Very funny anecdote. What bothers me though is that this implies that Google see...

Tichy · on April 17, 2008

No, any web crawler would have done the same thing. It is simply an error to modify content with a GET.

meat-eater · on April 17, 2008

I agree. Google simply followed the the semantics of http. They had similar problems with the the Google Web Accelerator before. But it's really hard to blame google for the mistake of other programmers.

TFrancis · on April 17, 2008

Additionally, the interface to web crawlers (robots.txt) is well defined.

sdurkin · on April 17, 2008

Yes, it is an error. What alarms me is Google's attitude.

What happens when we're dealing with interfaces that are a little bit more ill-defined? Will Google continue to demand that you follow their way of doing things?

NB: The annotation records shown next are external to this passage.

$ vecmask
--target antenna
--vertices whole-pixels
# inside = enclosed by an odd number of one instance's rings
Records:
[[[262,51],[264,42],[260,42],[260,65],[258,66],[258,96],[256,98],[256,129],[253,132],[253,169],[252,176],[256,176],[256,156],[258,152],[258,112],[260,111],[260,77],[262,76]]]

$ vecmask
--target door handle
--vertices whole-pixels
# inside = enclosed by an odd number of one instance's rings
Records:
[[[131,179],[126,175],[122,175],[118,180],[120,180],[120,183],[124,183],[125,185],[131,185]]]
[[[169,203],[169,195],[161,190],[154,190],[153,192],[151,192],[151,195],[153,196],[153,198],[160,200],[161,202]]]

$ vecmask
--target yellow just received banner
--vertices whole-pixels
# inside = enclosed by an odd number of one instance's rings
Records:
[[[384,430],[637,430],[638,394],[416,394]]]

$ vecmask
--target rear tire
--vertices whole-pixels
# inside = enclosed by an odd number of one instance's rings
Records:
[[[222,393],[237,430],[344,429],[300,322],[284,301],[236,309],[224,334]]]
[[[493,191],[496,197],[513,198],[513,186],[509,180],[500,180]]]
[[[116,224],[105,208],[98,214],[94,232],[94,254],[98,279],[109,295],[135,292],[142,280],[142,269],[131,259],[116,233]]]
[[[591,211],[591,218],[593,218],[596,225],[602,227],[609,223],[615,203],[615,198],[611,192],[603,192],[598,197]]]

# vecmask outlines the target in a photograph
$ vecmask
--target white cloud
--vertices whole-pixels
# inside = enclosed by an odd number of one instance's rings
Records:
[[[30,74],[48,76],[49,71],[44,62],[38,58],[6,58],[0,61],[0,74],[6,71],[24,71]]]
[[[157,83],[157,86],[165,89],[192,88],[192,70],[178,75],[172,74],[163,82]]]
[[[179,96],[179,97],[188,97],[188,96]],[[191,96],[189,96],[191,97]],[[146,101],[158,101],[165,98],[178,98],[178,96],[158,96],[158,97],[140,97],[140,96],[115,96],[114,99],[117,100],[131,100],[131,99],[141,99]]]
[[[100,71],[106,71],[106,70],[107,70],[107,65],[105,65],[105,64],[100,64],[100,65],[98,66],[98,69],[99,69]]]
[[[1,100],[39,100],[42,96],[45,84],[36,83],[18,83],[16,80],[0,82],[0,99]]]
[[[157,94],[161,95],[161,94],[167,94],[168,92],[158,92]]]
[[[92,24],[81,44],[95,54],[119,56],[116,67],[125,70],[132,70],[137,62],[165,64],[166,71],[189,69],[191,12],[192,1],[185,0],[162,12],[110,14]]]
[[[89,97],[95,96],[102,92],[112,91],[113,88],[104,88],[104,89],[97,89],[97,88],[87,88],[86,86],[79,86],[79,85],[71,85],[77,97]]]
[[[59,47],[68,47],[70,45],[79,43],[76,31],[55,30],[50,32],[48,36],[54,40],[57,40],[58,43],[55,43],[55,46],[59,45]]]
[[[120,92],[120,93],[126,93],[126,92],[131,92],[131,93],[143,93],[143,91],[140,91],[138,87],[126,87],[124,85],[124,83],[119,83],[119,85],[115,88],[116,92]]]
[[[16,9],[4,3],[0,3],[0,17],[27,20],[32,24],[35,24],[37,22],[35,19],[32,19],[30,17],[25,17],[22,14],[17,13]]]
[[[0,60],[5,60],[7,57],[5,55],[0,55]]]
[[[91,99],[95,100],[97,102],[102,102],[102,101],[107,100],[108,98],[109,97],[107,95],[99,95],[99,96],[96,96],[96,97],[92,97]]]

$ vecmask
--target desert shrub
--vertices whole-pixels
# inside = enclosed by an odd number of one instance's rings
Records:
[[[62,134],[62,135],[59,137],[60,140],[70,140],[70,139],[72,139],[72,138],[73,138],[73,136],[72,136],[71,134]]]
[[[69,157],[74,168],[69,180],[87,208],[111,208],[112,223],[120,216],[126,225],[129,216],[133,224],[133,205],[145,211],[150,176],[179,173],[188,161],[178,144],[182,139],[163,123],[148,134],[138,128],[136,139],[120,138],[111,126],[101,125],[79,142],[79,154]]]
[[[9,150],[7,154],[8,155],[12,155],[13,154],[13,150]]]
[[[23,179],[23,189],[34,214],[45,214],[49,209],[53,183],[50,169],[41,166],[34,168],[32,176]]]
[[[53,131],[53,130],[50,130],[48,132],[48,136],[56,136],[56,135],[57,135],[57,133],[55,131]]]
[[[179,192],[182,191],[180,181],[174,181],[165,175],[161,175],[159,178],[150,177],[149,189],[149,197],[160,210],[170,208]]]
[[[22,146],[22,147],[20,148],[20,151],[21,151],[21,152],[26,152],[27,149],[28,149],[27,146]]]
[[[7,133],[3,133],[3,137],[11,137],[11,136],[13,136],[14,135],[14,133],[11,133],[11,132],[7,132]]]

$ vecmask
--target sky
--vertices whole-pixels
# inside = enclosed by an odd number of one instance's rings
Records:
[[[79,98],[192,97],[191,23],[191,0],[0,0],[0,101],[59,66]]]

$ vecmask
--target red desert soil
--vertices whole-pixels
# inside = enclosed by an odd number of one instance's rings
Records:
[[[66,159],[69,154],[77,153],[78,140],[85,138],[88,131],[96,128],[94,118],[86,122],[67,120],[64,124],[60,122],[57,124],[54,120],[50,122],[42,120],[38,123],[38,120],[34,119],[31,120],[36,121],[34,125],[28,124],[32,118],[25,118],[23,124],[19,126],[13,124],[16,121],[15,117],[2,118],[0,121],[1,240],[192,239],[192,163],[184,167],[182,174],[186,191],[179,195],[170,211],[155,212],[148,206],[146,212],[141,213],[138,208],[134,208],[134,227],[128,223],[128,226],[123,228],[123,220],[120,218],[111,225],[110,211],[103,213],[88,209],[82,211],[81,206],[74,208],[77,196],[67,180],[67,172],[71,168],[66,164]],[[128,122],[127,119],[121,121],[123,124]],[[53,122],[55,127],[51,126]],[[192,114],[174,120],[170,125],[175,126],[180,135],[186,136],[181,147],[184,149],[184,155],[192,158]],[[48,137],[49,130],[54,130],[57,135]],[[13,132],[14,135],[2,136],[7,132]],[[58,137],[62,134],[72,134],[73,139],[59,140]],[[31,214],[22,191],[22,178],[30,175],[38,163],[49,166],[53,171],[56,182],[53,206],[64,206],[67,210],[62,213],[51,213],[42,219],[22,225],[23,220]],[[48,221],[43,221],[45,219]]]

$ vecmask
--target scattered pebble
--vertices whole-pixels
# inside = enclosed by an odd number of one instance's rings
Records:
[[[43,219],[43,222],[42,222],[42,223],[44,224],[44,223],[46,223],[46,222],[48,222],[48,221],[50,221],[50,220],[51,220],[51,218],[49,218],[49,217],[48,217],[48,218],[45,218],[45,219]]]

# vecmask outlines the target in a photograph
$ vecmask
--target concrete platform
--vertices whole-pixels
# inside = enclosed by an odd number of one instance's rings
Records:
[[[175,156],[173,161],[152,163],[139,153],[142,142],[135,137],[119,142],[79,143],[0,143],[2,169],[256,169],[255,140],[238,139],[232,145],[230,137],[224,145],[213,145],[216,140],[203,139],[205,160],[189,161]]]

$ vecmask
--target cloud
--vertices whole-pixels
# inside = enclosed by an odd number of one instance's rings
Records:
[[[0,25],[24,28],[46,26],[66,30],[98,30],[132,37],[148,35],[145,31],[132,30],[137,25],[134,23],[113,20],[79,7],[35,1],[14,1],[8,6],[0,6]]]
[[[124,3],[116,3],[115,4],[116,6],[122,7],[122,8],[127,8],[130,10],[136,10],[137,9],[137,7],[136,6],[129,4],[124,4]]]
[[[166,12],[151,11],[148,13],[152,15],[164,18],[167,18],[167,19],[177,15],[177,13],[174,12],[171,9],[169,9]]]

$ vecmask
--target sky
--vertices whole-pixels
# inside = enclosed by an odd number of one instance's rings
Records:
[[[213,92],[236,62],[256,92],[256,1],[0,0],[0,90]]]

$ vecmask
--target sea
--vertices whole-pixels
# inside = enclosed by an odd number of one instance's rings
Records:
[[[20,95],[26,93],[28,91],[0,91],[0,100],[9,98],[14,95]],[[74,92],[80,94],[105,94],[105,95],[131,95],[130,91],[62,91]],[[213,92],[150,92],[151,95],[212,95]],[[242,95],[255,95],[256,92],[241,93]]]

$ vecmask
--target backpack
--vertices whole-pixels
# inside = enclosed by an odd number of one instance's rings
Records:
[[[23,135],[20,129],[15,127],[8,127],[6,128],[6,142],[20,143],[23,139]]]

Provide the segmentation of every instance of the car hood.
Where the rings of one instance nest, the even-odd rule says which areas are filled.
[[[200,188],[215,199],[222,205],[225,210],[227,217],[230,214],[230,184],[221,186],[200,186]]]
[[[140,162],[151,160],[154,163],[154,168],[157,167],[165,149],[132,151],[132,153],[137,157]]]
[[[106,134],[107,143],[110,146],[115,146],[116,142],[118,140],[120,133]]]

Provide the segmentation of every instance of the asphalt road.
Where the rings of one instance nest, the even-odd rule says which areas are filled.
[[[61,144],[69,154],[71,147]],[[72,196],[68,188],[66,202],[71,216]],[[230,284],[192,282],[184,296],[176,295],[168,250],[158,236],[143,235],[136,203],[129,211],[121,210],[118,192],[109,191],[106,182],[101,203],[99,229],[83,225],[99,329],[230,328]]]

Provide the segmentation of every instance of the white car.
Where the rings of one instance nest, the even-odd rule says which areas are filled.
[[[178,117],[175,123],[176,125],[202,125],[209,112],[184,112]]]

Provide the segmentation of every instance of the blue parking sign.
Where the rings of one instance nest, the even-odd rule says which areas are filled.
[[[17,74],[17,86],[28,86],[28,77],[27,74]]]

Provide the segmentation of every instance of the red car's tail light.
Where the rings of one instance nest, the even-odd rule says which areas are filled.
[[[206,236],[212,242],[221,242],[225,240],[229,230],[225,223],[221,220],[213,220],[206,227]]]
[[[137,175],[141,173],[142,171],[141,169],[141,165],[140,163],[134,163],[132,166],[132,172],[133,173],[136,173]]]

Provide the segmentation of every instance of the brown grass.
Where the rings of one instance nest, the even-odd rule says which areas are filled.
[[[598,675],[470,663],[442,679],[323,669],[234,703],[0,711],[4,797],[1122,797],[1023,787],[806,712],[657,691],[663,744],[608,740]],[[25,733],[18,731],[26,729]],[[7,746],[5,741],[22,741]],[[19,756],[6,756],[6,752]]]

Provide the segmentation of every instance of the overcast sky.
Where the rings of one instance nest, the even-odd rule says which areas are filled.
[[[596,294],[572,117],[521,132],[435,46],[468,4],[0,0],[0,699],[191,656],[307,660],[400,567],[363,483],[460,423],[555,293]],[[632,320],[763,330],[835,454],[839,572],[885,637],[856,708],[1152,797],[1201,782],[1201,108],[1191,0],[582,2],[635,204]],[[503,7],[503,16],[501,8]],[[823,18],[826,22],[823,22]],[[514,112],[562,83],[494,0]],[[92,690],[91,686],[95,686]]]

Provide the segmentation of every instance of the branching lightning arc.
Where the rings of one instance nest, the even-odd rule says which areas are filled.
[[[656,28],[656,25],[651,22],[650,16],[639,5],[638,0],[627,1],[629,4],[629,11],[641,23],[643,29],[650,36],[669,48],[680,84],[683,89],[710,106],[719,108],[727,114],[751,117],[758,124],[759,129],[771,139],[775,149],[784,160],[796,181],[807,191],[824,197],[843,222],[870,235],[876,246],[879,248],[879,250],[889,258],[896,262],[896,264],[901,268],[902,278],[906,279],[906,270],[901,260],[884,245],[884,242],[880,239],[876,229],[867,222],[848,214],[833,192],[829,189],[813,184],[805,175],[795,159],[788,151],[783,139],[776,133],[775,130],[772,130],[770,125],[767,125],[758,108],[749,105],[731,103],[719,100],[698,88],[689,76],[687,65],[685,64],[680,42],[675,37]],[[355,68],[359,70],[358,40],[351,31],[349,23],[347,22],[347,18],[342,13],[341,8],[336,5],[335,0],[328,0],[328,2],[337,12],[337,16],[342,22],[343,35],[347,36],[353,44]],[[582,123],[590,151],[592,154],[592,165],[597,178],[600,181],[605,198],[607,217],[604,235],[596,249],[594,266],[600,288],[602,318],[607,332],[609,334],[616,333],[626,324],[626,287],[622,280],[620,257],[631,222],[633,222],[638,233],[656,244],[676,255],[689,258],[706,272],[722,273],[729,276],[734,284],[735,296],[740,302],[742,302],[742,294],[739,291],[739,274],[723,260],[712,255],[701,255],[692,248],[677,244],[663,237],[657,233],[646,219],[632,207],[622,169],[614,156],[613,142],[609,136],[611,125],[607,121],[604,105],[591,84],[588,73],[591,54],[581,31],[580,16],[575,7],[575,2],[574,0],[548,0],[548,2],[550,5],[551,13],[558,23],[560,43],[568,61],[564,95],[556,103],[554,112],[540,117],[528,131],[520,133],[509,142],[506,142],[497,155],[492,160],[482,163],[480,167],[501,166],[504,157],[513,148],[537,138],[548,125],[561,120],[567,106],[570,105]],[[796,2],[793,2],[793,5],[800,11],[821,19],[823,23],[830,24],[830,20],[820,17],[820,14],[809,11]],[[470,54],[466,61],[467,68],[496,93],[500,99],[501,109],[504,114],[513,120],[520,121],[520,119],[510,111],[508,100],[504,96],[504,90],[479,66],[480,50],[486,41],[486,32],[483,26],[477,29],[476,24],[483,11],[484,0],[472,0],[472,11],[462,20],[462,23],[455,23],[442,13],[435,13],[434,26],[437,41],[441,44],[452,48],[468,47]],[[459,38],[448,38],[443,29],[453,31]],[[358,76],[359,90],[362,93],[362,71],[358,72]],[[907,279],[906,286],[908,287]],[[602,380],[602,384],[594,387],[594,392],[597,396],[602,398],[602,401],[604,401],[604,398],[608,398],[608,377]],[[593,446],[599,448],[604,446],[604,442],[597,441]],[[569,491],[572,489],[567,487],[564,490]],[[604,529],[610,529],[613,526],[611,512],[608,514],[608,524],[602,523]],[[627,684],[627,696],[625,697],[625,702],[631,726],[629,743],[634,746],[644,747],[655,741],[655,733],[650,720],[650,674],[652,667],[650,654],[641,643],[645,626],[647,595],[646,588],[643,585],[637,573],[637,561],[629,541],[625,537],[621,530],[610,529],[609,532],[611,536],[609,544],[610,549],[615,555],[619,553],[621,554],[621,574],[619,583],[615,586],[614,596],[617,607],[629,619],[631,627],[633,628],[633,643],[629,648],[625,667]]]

Google's attitude in this case suggests they will.

neilc · on April 17, 2008

It's not "their way of doing things", it is just the way the web works (per HTTP spec). Any crawler would have done the same thing in that situation -- that fact that it happened to be Google is merely coincidental. Given the scale at which they operate, you can't expect Google or any other web-scale crawler to be mind-readers.

marcus · on April 17, 2008

At least search engines can be told not to touch a certain link, if a bored user did the same thing who would you blame?